The same Alexander-Arnold who sat out the first leg. Who returned for this tie with a point to prove and up against Philippe Coutinho and, arguably the best left-back in the world, Jordi Alba.

Not only did the Liverpool No.66 finish with two assists, he pocketed the Barcelona No.7 and terrorised Alba. It was one of his best performances in red and it came in a Champions League semi-final.

Kids used to say they wanted to be like Gerrard.
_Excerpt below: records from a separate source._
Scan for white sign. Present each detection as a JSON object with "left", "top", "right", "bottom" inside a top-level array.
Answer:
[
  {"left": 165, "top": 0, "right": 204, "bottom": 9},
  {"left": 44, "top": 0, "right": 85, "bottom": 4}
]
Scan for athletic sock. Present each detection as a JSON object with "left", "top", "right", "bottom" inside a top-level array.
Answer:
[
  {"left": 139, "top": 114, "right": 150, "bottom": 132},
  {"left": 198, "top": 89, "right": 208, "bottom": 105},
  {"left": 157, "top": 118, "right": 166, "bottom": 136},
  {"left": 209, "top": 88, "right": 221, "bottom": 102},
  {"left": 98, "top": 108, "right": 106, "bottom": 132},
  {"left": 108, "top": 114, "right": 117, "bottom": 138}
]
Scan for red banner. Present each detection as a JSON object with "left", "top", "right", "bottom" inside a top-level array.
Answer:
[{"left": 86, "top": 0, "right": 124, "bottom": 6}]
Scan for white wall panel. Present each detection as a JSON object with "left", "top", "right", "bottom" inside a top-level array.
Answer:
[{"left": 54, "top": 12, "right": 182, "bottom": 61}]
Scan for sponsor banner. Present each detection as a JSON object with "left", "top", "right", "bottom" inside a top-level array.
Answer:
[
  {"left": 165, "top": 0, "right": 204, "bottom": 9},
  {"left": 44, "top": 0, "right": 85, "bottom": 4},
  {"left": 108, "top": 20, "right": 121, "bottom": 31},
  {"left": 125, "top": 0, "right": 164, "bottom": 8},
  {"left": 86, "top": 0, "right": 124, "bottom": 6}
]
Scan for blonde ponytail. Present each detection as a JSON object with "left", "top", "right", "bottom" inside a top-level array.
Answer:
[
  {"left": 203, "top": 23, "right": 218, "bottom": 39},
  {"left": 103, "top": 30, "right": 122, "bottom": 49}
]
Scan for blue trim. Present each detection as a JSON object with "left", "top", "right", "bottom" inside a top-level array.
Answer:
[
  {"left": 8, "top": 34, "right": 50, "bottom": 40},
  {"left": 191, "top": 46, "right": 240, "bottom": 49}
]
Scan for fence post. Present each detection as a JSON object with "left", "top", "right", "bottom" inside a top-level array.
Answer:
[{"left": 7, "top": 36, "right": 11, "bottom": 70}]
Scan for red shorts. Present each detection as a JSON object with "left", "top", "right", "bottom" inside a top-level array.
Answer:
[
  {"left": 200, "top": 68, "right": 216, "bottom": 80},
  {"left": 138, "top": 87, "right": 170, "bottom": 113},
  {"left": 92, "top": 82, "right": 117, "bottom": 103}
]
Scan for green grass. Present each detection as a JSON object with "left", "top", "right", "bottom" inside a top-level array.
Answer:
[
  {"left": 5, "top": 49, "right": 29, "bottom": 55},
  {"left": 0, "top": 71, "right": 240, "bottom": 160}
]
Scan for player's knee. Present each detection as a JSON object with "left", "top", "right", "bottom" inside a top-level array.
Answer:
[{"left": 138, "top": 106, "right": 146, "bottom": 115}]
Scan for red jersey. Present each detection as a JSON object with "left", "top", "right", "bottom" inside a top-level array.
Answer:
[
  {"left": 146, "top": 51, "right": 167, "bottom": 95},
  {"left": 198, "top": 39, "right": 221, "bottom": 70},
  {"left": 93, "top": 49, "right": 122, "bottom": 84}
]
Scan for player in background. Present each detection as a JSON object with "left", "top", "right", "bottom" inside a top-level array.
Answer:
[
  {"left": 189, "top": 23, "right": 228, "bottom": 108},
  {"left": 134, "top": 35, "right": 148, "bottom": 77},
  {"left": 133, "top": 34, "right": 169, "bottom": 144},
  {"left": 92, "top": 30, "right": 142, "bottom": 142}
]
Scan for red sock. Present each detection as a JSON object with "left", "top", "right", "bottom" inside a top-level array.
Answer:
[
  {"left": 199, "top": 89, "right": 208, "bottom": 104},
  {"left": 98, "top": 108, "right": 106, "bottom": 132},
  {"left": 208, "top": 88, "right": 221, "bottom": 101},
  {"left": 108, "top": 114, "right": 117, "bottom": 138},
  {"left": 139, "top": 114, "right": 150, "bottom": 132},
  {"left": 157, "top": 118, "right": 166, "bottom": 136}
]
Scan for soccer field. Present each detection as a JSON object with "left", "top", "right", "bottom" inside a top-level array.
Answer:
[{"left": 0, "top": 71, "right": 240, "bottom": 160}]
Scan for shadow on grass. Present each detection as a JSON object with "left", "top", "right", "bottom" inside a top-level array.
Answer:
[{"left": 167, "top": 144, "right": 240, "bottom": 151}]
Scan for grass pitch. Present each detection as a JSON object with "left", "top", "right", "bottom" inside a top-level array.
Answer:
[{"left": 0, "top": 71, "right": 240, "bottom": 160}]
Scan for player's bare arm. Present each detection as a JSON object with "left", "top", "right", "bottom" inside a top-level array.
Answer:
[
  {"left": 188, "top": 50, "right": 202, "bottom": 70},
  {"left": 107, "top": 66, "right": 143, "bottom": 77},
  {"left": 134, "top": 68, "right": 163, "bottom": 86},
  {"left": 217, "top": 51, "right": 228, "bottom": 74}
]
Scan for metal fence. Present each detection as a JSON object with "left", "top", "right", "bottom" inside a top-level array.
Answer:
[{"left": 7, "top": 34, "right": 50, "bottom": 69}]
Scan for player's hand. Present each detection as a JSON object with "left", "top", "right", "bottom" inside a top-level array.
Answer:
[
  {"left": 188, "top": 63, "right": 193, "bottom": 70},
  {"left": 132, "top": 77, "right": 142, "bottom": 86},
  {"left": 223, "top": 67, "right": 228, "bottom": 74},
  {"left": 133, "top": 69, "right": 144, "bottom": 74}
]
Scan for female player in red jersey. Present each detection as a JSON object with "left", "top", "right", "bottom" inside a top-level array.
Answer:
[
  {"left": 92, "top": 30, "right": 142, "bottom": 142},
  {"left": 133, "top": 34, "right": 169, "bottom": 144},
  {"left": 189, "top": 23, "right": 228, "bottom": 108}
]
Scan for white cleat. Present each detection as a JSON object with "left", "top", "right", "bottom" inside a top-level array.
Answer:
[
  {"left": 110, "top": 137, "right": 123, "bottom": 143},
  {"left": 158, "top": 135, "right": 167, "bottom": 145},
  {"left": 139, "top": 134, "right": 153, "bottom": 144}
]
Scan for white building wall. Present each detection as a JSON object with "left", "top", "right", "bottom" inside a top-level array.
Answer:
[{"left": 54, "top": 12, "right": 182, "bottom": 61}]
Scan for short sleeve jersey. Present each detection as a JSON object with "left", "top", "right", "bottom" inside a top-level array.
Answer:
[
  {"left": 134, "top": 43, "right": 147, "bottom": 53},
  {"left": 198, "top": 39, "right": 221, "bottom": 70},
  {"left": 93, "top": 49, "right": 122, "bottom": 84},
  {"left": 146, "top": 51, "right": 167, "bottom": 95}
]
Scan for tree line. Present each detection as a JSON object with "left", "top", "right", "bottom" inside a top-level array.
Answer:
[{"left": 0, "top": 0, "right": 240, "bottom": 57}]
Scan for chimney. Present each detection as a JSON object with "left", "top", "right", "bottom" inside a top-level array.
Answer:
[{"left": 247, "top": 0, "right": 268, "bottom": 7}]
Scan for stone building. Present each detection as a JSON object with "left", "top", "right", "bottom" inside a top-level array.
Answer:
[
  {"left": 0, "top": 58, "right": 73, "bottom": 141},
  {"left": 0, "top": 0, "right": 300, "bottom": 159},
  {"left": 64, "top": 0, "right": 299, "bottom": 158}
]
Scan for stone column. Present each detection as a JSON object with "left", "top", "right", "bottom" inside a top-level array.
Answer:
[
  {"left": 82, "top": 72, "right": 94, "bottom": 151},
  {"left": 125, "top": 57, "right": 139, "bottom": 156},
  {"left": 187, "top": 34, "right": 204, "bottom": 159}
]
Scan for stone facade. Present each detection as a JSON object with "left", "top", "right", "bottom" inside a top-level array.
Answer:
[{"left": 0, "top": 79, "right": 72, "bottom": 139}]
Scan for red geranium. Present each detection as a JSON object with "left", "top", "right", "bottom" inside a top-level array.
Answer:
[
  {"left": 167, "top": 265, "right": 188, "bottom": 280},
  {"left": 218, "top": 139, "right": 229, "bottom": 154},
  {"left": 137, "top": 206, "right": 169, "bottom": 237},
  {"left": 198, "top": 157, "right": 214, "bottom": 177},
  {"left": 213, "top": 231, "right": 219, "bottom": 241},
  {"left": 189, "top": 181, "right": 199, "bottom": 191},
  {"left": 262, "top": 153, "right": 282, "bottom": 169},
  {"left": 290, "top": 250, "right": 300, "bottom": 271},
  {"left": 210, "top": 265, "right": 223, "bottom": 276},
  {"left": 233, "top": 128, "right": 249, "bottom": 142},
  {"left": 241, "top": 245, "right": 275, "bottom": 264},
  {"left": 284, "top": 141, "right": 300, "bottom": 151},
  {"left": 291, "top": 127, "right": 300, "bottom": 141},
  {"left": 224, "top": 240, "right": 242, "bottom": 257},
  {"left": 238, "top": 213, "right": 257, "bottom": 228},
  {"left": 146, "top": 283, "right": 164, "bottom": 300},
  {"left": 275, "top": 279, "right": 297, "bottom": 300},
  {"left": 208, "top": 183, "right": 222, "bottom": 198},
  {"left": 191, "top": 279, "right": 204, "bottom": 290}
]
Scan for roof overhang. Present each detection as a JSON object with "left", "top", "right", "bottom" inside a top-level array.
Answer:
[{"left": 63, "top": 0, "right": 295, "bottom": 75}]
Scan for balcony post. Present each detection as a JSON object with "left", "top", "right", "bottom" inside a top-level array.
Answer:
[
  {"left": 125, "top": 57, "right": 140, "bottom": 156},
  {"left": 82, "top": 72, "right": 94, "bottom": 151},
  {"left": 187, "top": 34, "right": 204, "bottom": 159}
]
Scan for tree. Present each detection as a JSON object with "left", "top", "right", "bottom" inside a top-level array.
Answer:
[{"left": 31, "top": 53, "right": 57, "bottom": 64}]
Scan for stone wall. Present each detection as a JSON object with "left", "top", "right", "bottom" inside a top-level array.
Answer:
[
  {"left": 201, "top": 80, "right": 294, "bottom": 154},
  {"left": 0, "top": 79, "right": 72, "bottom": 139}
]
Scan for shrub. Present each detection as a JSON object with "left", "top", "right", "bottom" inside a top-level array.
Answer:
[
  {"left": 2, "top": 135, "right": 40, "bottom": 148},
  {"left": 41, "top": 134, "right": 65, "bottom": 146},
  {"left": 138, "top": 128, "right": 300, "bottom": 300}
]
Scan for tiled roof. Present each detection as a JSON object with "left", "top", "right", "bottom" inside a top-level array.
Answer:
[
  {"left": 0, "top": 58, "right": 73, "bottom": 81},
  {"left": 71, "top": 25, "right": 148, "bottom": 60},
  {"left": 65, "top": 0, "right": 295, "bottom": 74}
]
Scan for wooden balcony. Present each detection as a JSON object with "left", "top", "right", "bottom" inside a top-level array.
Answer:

Now, those who support Liverpool will be saying they want to grow up to be Alexander-Arnold.

We had redemption. We had new heroes emerge. The villains of the piece played their part, too. Not only was Coutinho subbed off, but he also fluffed a fairly big chance with the score at 1-0. On his right foot in the penalty area, his effort was tame and easily saved by Alisson.

Suárez, too, had an opportunity. He usually thrives in this environment, as the pantomime bad guy, but his clinical edge deserted him when in the box and one effort of the match was straightforward for the Liverpool shot-stopper.

Even Lionel Messi, the match-winner in the Camp Nou, failed with his Pied Piper impression. He tried to lead people on a merry dance but struggled to impose himself. It was only the eighth time this season that he’s played an entire 90 minutes and failed to score or assist.

Messi shackled. Coutinho subdued. Suárez frustrated. And this with 33-year-old James Milner playing left-back for 45 minutes.

You can’t stop the inevitable. The Reds are destined to win something under Klopp.

Opposition fans and players have, at times, ridiculed Liverpool for how all in they go on things. But last night epitomised why it happens. Why Liverpool fans believe to the point they seem delusional. Why Anfield has an aura about it that just can’t be replicated. None of it is a myth.